Why do they make us think, laugh, or cringe?
First, the definition from Brooklyn College: "Literal language means exactly what it says; a rose is the physical flower. Figurative language changes the literal meaning, to make a meaning fresh or clearer, to express complexity, to capture a physical or sensory effect, or to extend meaning. ... A simile: a comparison of two dissimilar things using "like" or "as", e.g., "my love is like a red, red rose" (Robert Burns). ..."
Second, here's a simile I heard this summer that keeps replaying in my mind:
"She threw that ball like a prayer straight to heaven," C. Ryan Dunn said while describing how his wife launched a basketball granny-style from a great distance to win a bet ... and win she did, when the ball swished through the net.
I love the sensory effect of that simile. It captures the desire behind the effort.

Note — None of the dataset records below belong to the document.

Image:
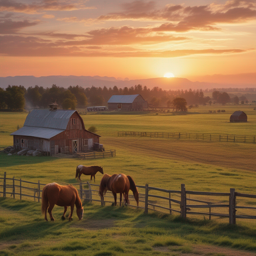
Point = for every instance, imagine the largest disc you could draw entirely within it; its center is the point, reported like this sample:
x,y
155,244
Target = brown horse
x,y
54,193
118,183
90,170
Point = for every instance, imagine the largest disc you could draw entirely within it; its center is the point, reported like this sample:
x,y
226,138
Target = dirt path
x,y
237,155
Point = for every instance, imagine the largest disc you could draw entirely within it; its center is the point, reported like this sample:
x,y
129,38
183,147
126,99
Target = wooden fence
x,y
214,137
231,205
97,154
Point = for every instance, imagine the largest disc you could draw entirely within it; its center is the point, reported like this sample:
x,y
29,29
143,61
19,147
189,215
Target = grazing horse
x,y
54,193
88,170
119,183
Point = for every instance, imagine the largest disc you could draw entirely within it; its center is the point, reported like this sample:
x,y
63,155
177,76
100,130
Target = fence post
x,y
146,199
90,191
183,202
20,191
232,207
38,191
81,190
170,203
4,185
13,187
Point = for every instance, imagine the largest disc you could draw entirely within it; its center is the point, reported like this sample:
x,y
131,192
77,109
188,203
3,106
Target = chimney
x,y
53,106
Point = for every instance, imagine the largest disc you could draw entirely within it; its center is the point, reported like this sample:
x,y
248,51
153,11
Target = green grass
x,y
24,232
159,162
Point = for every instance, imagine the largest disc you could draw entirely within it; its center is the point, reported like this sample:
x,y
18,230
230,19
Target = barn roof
x,y
43,123
45,118
122,98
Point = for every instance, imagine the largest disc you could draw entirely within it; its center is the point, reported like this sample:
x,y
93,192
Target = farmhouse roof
x,y
122,98
43,123
44,133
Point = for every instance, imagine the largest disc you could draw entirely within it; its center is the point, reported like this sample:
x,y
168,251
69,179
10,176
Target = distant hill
x,y
206,82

Stephen King writes, "... I like the figurative stuff. The use of simile and other figurative language is one of the chief delights of fiction—reading it and writing it, as well. When it’s on target, a simile delights us in much the same way meeting an old friend in a crowd of strangers does. By comparing two seemingly unrelated objects—a restaurant bar and a cave, a mirror and a mirage—we are sometimes able to see an old thing in a new and vivid way. Even if the result is mere clarity instead of beauty, I think writer and reader are participating together in a kind of miracle. ... My all-time favorite similes, by the way, come from the hardboiled-detective fiction of the forties and fifties, and the literary descendants of the dime-dreadful writers. ... “I lit a cigarette [that] tasted like a plumber’s handkerchief ” (Raymond Chandler). The key to good description begins with clear seeing and ends with clear writing, the kind of writing that employs fresh images and simple vocabulary" (ON WRITING, pages 176-177).
Do you think a great simile adds to a story? Or do you prefer literal language?